Newspapers who use to criticise police and the Foreign Office kept quiet when it came to the efforts of getting the two journalists free.

After the massive media attention in the beginning, it all went very quiet in the media. Fredric Karén, editor of the daily Svenska Dagbladet tells the news agency TT that: "We knew very little of what had happened. But it soon turned out that there was a group from the foreign Office, the Police, Dagens Nyheter and Aftonbladet who worked with the issue. This mean there was not really a reason for us to pursue this in public."

The editor of the tabloid Aftonbladet, Jan Helin, says he was kept up to date with developments on the ground and that he hopes that, soon, they will be able to tell more.

"In these situations, we journalists are usually quick to criticise the Foreign Office for passivity. Now that we have been able to see from the inside how they are working I note how very committed they have been. From the outside the silence often seems frustrating. Now I understand that there sometimes is a good reason for it to be quiet," he says to one of his own papers journalists.

Helin says different strategies apply depending on who the kidnappers are. The relatively big media attention in the beginning was soon replaces by a more sparse reporting, which is believed to have suited this case.

And though the two journalists were freelancers, Aftonbladet has treated it all along as a staff matter. Hammarström has been an employee at the paper for several years, and Falkehed was a stringer for a few years, before he started writing for Dagens Nyheter.

"We decided early on to put the formal aspects aside and treat this as a staff matter," says Helin.

He says he never doubted that the journalists would come out alive. "But at the same time I have been depressed because the average time that people are kidnapped in these cases are over a year.
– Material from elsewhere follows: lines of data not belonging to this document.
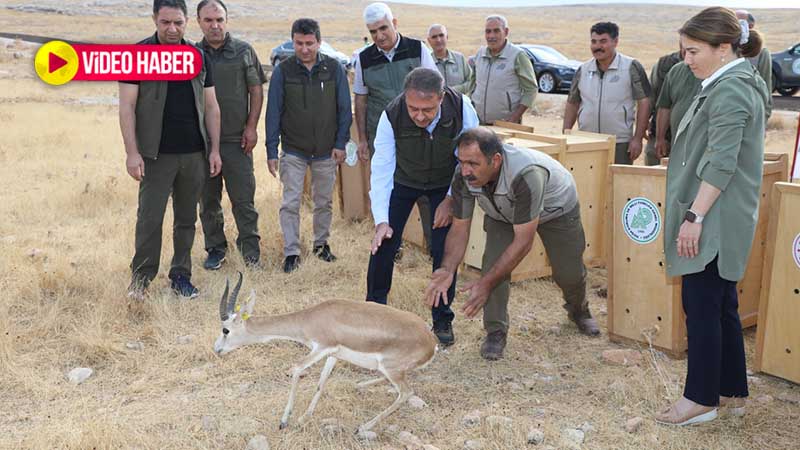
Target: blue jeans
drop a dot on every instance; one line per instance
(381, 264)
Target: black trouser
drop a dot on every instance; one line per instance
(716, 347)
(381, 264)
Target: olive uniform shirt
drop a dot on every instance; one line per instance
(236, 68)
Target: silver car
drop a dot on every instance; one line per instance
(786, 71)
(286, 50)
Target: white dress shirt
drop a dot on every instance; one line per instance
(384, 161)
(426, 60)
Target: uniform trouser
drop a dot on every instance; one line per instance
(716, 363)
(621, 155)
(293, 173)
(183, 175)
(240, 182)
(563, 240)
(650, 157)
(381, 264)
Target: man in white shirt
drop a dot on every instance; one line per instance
(415, 157)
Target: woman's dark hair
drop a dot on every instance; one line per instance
(718, 25)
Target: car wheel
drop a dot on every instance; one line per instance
(547, 83)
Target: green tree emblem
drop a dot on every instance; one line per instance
(642, 219)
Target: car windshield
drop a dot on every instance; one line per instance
(547, 54)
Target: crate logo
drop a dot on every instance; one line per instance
(641, 220)
(796, 250)
(58, 62)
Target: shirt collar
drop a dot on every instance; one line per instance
(226, 46)
(714, 76)
(390, 52)
(449, 58)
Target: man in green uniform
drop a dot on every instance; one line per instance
(240, 94)
(171, 134)
(677, 93)
(523, 192)
(657, 76)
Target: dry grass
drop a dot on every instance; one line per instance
(67, 235)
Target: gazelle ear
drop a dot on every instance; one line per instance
(248, 307)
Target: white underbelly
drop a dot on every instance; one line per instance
(366, 360)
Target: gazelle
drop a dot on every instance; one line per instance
(369, 335)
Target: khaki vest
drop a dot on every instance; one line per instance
(607, 104)
(426, 161)
(560, 195)
(309, 120)
(385, 78)
(150, 108)
(497, 91)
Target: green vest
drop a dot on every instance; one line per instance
(150, 108)
(385, 78)
(309, 119)
(426, 161)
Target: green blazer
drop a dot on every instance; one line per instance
(720, 140)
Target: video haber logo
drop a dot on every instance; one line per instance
(57, 62)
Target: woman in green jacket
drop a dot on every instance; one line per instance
(713, 185)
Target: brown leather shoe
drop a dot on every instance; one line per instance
(493, 345)
(586, 324)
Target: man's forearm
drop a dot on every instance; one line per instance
(127, 125)
(256, 103)
(642, 118)
(662, 123)
(570, 115)
(212, 126)
(361, 117)
(455, 246)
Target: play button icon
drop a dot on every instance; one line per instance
(56, 62)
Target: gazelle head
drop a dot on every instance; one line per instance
(233, 318)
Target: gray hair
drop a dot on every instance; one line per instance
(498, 17)
(437, 25)
(425, 81)
(376, 12)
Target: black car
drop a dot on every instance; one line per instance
(286, 50)
(786, 71)
(554, 71)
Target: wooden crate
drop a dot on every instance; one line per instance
(644, 304)
(352, 183)
(778, 337)
(587, 156)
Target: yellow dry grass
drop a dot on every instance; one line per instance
(68, 211)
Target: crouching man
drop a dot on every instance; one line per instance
(523, 192)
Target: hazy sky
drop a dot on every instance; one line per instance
(507, 3)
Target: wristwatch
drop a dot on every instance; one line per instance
(693, 217)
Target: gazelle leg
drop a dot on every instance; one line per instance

I did not dare to hope for such a relatively quick release," he says.

Asked what Hammarström and Falkehed's release mean for the journalistic coverage of what is happening in Syria, Helin says:

"Syria is now the most dangerous country to report from. Of course that affects the journalism and it makes the coverage even more important."

"It is hard to judge the security situation. Sometimes it is too dangerous. Then a market for freelancers is opened and I have to have a think about our responsibility there," he says.